Culture plus ancrée en Suisse alémanique
Deux tiers des bicyclettes ont été vendues dans les régions germanophones contre environ un quart en Suisse romande et 7% au Tessin. «En Suisse alémanique, la culture du vélo est ancrée dans le quotidien des gens, ce qui favorise la vente de modèles urbains», détaille Fabien Plotnikowa, cofondateur du groupe FMI, propriétaire de l’enseigne Veloland. Cette différence s’observe aussi dans le classement des villes possédant les meilleures infrastructures pour les cyclistes établi par Pro Vélo Suisse. Les villes suisses alémaniques comme Berthoud (BE), Winterthour et Bâle figurent sur le podium tandis que Genève, Lausanne et Fribourg ferment la course.

Autre phénomène: l’augmentation du budget moyen consacré à l’achat d’un nouvel engin. «Les clients acquièrent désormais plus volontiers des modèles entre 2500 et 3000 francs», dit Romain Marandet, cofondateur de l’enseigne Cyclable. Le propriétaire de Veloland souligne pour sa part une différence entre les régions linguistiques: «Les Suisses alémaniques paieront facilement 200 à 500 francs de plus que les Romands pour s’équiper.»

Le marché est mature. D'ici deux à trois ans, il y aura un ralentissement de la croissance.

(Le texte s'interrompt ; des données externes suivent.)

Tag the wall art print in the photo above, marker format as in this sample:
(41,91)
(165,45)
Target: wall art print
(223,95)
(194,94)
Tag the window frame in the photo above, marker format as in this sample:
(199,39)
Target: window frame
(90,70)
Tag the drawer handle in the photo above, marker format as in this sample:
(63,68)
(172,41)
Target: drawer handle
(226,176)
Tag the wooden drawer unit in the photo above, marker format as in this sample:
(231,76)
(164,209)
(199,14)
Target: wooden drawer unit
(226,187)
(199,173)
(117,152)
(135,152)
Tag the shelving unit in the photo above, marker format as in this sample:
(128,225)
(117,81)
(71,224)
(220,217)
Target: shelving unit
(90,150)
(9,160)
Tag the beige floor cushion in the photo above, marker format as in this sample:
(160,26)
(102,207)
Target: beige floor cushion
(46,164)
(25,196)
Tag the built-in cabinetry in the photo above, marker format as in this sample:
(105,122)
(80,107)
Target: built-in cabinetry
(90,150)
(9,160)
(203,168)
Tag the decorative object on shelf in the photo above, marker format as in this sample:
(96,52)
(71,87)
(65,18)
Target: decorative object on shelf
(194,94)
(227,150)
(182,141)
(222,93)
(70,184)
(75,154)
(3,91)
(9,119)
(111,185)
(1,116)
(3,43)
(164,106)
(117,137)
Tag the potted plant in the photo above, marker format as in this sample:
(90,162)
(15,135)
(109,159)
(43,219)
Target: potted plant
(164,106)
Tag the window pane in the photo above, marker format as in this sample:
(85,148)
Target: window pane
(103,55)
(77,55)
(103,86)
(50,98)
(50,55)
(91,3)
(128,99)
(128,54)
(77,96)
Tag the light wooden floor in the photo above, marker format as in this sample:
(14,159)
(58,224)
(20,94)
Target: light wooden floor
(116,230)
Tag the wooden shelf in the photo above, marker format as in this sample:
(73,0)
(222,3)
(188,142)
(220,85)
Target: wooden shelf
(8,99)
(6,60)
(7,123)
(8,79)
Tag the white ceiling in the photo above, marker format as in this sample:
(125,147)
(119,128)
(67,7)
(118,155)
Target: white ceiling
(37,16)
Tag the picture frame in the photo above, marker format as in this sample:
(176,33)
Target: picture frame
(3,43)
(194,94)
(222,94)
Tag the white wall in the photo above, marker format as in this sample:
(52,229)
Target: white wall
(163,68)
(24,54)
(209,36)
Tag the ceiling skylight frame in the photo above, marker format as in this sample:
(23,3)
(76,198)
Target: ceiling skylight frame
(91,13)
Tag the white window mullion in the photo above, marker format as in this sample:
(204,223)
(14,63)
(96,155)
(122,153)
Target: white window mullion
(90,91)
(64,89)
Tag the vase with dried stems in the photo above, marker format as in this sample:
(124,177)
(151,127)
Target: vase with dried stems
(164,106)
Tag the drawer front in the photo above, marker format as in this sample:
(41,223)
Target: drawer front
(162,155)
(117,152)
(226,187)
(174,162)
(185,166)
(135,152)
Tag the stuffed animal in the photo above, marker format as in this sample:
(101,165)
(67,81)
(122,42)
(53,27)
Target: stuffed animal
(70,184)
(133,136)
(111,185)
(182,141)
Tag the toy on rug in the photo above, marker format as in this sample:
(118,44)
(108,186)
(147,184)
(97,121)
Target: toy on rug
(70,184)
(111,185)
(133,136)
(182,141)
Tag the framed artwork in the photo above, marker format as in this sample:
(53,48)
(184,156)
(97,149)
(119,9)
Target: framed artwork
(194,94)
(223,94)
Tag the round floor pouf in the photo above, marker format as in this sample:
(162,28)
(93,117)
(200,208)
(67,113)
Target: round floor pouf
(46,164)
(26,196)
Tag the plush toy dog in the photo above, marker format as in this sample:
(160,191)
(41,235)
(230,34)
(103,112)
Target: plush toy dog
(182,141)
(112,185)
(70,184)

Fabien Plotnikowa, cofondateur de Veloland

La Suisse compte environ 1700 magasins liés à l’économie du vélo, y compris ceux des grands groupes comme le français Decathlon ou Migros. Cette dernière a inauguré en 2017 sa filiale Bike World by SportXX, avec quatre succursales établies en Suisse alémanique. «Les ventes de vélos sont globalement stables chez nous sur l’ensemble des modèles, mais elles affichent une croissance à deux chiffres dans le secteur des vélos électriques», indique Anne-Catherine Berrut, du service de communication du géant orange. Sans donner de date précise, Migros indique que des points de ventes Bike World by SportXX ouvriront bientôt en Suisse romande.

Se détacher du peloton
De nouvelles enseignes de taille plus modeste tirent aussi leur épingle du jeu. C’est le cas de Veloland, fondée en 2008. Présente à Genève, à Lausanne et à Conthey (VS), la société a vendu plus de 6000 vélos en 2018, dont un tiers dotés d’une assistance électrique. «Les vedettes de l’année dernière sont de loin les modèles Stromer et la gamme urbaine du fabricant allemand Kalkhoff», précise le cofondateur Fabien Plotnikowa.

Affichant un taux de croissance à deux chiffres, l’entreprise prévoit d’ouvrir deux nouvelles succursales, à Fribourg en mars et à Neuchâtel en mai. L’entreprise compte actuellement 70 salariés, et Fabien Plotnikowa et son associé Emmanuel Sanchez prévoient de recruter une vingtaine de nouveaux collaborateurs. «Pour l’heure, les marges sont saines et nous permettent d’investir dans les infrastructures, le personnel et les produits. Mais nous devons rester attentifs à l’évolution des offres concurrentes.» Car certains commerces pratiquent déjà le déstockage. «Le marché est mature, mais d’ici à deux ou trois ans, il y aura un ralentissement de la croissance. Certains points de vente en souffriront.»

Martin Platter, de Vélosuisse, s’attend lui aussi à un ajustement du marché. «Les commerces hautement spécialisés et se démarquant au niveau du style et de l’ambiance seront gagnants. Tout comme les petits magasins s’appuyant sur une clientèle fidèle.»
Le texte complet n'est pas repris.